Re: SHA1 collisions found

Linus Torvalds <torvalds@xxxxxxxxxxxxxxxxxxxx> · Thu, 23 Feb 2017 11:09:32 -0800

On Thu, Feb 23, 2017 at 10:46 AM, Jeff King <peff@xxxxxxxx> wrote:
>>
>> So I agree with you that we need to make git check for the opaque
>> data. I think I was the one who brought that whole argument up.
>
> We do already.

I'm aware of the fsck checks, but I have to admit I wasn't aware of
'transfer.fsckobjects'. I should turn that on myself.

Or maybe git should just turn it on by default? At least the
per-object fsck costs should be essentially free compared to the
network costs when you just apply them to the incoming objects.

I also do think that it would be good to check for the disturbance
vectors at receive time (and fsck). Not necessarily interesting during
normal operations.

And in particular, while the *kernel* doesn't generally have critical
opaque blobs, other projects do. Things like firmware images etc are
open to attack, and crazy people put ISO images in repositories etc.

So I don't think this discussion should focus exclusively on the git metadata.

It is likely much easier to replace a binary blob than it is to
replace a commit or tree (or a source file that has to go through a
compiler). And for many projects, that would be a bad thing.

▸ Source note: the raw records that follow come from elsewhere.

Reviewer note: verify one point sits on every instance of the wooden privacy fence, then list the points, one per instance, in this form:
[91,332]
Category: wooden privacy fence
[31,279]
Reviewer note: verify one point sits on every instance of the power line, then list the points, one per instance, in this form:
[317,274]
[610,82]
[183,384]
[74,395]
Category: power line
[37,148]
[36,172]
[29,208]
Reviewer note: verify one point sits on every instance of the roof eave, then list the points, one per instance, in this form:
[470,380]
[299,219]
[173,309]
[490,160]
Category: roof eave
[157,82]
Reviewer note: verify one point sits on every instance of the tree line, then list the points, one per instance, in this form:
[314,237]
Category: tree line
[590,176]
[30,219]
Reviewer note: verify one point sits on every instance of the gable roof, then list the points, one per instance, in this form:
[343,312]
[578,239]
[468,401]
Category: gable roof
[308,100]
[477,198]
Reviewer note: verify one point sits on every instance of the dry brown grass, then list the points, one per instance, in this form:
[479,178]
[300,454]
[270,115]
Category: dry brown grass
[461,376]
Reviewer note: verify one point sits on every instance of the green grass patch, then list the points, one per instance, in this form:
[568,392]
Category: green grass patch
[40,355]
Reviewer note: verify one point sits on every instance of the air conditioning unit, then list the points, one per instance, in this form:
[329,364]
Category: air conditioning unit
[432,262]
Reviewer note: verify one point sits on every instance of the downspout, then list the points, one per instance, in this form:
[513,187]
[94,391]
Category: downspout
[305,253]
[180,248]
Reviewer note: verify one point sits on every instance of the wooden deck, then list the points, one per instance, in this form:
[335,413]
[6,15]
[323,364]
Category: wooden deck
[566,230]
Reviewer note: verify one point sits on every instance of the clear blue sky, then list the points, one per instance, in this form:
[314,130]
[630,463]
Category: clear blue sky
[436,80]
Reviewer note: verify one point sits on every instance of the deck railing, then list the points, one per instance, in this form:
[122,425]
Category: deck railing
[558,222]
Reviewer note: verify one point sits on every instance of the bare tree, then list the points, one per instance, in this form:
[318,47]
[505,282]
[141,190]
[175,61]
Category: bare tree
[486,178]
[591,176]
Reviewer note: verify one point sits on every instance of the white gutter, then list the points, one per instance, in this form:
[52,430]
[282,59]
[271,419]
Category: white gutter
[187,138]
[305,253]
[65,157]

> It's not an identical prefix, but I think collision attacks generally
> are along the lines of selecting two prefixes followed by garbage, and
> then mutating the garbage on both sides. That would "work" in this case
> (modulo the fact that git would complain about the NUL).

I think this particular attack depended on an actual identical prefix,
but I didn't go back to the paper and check.

But the attacks tend to very much depend on particular input bit
patterns that have very particular effects on the resulting
intermediate hash, and those bit patterns are specific to the hash and
known.

So a very powerful defense is to just look for those bit patterns in
the objects, and just warn about them. Those patterns don't tend to
exist in normal inputs anyway, but particularly if you just warn, it's
a heads-ups that "ok, something iffy is going on"

And as mentioned, a cheap "something iffy is going on" thing is
basically a death sentence to SCM attacks.

The whole _point_ of an SCM is that it isn't about a one-time event,
but about continuous history. That also fundamentally means that a
successful attack needs to work over time, and not be detectable.

In contrast, many other uses of hashes are "one-time" events.  If you
use a hash to validate a single piece of data from a source that you
wouldn't otherwise trust, it's a one-time "all or nothing" trust
situation.

And the attack surface is very different for those "one-time" vs
"trust over time" cases. If you can get a bank to trust a session one
time, you can empty a bank account and live on a paradise island for
the rest of your life. It doesn't matter if it gets detected or not
after-the-fact.

But if you can fool a SCM one time, insert your code, and it gets
detected next week, you didn't actually do anything useful. You only
burned yourself.

See the difference? One-time vs having a continual interaction makes a
*fundamntal* difference in game theory.

                Linus